Understanding of the role of medicine in society

  • What is wrong with the NHS?
  • Would you argue that medicine is a science or an art, and why?
  • Why do you think we hear so much about doctors and the NHS in the media today?
  • In what ways do you think doctors can promote good health, other than direct treatment of illness?
  • Do you think patients’ treatments should be limited by the NHS budget or do they have the right to new therapies no matter what the cost?
  • What do you understand by the term ‘holistic’ medicine? Do you think it falls within the remit of the NHS?

Work experience

  • What experiences have given you insight into the world of medicine?
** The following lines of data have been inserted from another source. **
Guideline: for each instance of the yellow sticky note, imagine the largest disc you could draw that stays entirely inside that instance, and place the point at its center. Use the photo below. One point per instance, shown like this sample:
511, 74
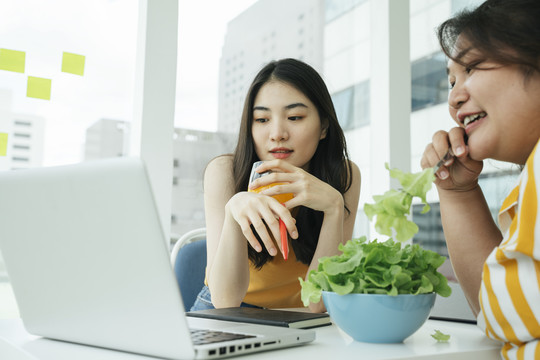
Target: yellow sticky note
73, 63
3, 144
12, 60
39, 88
What have you learnt from these?
  • What aspect of your work experience did you find the most challenging, and why?
  • Share something from your work experience or voluntary work that particularly interested you.
  • Share something from your work experience that particularly shocked you.
  • What aspect of your work experience would you recommend to a friend thinking about medicine, and why?
  • Thinking of your work experience, can you tell me about a difficult situation you have dealt with and what you learned from it?

Tolerance of ambiguity and ethics

  • Is it better to give healthcare or aid to impoverished countries?
  • Should doctors have a role in contact sports such as boxing?
  • Do you think doctors should ever go on strike?
  • How do you think doctors should treat injury or illness due to self- harm, smoking or excess alcohol consumption?
  • Female infertility treatment is expensive, has a very low success rate and is even less successful in smokers. To whom do you think it should be available?
  • Would you prescribe the oral contraceptive pill to a 14-year-old girl who is sleeping with her boyfriend?
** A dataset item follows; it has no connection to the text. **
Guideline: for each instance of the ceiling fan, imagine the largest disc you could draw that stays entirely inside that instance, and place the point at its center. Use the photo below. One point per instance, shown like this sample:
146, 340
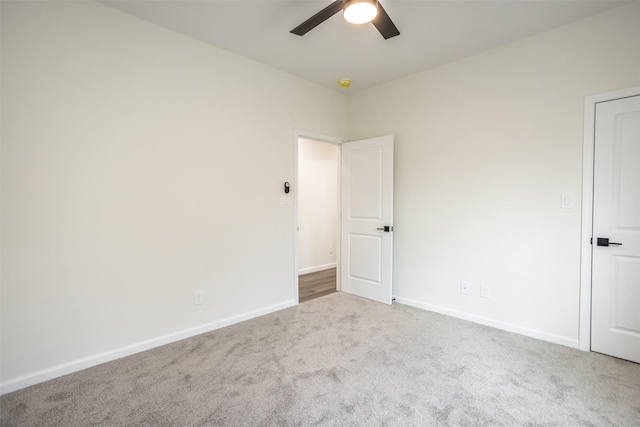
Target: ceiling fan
355, 11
Creativity, innovation and imagination

  • You are going to university and you can take a suitcase with just six items in it. What would you take and why?
  • Imagine a world in 200 years’ time where doctors no longer exist. In what ways do you think they could be replaced?
  • Describe as many uses as you can for a mobile phone charger.
  • How might you improve the process of selecting students for this medical school?
  • Your house catches fire in the night. You are told you can pick only one object to take with you when escaping. What would it be and why?